What inspires you to make music?

We are both creative people so need to be creating something we can leave behind for our kids to enjoy long after we have gone. Making music is also a portal to escape from all the bad stuff going on in the world. We are inspired by great music but also memories of home, friends, family, TV shows, food and fine English footwear.

What can you tell us about your EP lads of summer?

It’s about those long and innocent summers of our childhood. Sagging off school to race twigs in the local brook, or to go scrumping for fruit in the fields and orchards that surrounded Oswestry. The first track ‘1982’ is about the summer after we left school when we wanted the world but were restricted to what was on offer in a small rural town in the austere early ’80s. Then finally in ‘illuminations’ how those memories of your childhood return to you later in life and call you back to when you were younger.

Do you have a favourite track?

Ritchie: ‘1982’ – a two-and-a-half-minute post-punk pop-art splatter-gun collage of teenage life in early ’80s small-town England.

Dovey: ‘lads of summer’ – the sound of bubbling brooks, wet feet, cow manure and close friends.

What about the least favourite?

None. We love all of them!!



If you could change one thing about lads of summer, what would it be?

The EP is drawn from a 7-track mini-album recorded a few years back. There were a couple of other tracks that were good tunes but were badly recorded and mixed. It would have been good to have had another go at those songs, but sometimes in life you just have to move on.

Your “roots as a band” stretch back to the 1980s. How do you feel you have grown or evolved since then and do you feel you bring a new sound to contemporary scenes?

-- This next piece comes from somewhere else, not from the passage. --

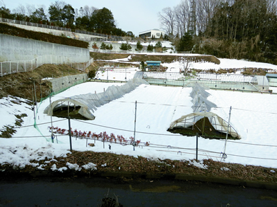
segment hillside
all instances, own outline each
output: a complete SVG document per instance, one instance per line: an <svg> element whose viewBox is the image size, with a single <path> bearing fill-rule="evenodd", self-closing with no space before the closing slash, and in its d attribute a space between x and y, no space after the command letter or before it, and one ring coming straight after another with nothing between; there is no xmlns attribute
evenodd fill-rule
<svg viewBox="0 0 277 207"><path fill-rule="evenodd" d="M0 98L12 96L33 100L35 82L37 102L39 102L41 97L47 97L51 93L51 82L42 79L78 73L81 72L68 65L44 64L31 72L4 75L0 78Z"/></svg>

We were 15 when we first started making music together and since then lots of things have happened to us and some great music has been made that influences us now. Back then it was all very tribal, we were divided into groups like mods, skins, punks, long-haired metal or prog rock fans, greasers and so on and that meant there were only certain types of music you could listen to. Punk and post-punk was the middle ground where our musical tastes met, but now we are a lot broader minded musically and open to a much wider range of influences. We are much more proficient songwriters too.

To answer the second question, we do have quite a unique sound that is quite difficult to define. We are too melodic to be post-punk and too abstract to be pop. We are somewhere in the middle in our own time and space.

What future plans are in store for The Rec?

We have just released five EPs and have run out of material, so we are starting work on some new songs that will hopefully take us to a few interesting new places.

Do you have a message for our readers?

Stay safe wherever you are and check out our music – it might change your life!